When I described the scene to Boog, the next day, he rolled on the floor and laughed until froth came out of his mouth.
“That gutless little piss-ant,” he said. “I hope he swallert his tongue. He can talk more and say less than any man I ever met, unless it was Everett Dirksen.”
Jake Ponsonby was making an effort to keep himself awake. He was doodling what appeared to be Latin hexameters on his shirt cuff.
Old Cotswinkle, meanwhile, had suddenly discovered that there was a girl sitting next to him—namely Cindy—and he was staring fixedly at her bosom.
Lilah Landry was employing her Georgia gift of gab for the benefit of an elderly Britisher who seemed to have recently unplugged his life support system. He was either dead or pretending to be, a fact that made no difference to Lilah. She continued to talk rapidly and smile dizzily in his direction.
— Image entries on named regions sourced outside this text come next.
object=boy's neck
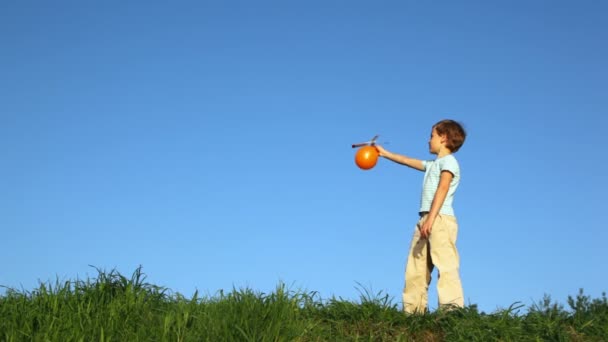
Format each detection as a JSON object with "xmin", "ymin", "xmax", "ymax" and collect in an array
[{"xmin": 437, "ymin": 147, "xmax": 452, "ymax": 158}]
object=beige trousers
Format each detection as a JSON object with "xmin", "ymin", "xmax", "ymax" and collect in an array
[{"xmin": 403, "ymin": 214, "xmax": 464, "ymax": 313}]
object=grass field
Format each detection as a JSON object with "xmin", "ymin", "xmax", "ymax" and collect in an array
[{"xmin": 0, "ymin": 268, "xmax": 608, "ymax": 342}]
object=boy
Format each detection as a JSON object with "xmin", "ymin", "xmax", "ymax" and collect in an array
[{"xmin": 376, "ymin": 120, "xmax": 466, "ymax": 313}]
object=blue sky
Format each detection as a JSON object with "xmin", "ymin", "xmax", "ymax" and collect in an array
[{"xmin": 0, "ymin": 1, "xmax": 608, "ymax": 311}]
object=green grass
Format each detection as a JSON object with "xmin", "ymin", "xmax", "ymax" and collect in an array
[{"xmin": 0, "ymin": 267, "xmax": 608, "ymax": 342}]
For perhaps a minute the party seemed to lose what little motion it had. Few conversed, no one got up, the servants held themselves in abeyance, and the water in the finger bowls slowly grew cold. At the head of the table Senator Penrose was talking quietly about Mr. Jefferson—to hear him one would have thought that Mr. Jefferson had been to dinner the night before.
The congressman from Michigan recognized at once that his food was a lost cause, and attempted to put a dignified face on the matter.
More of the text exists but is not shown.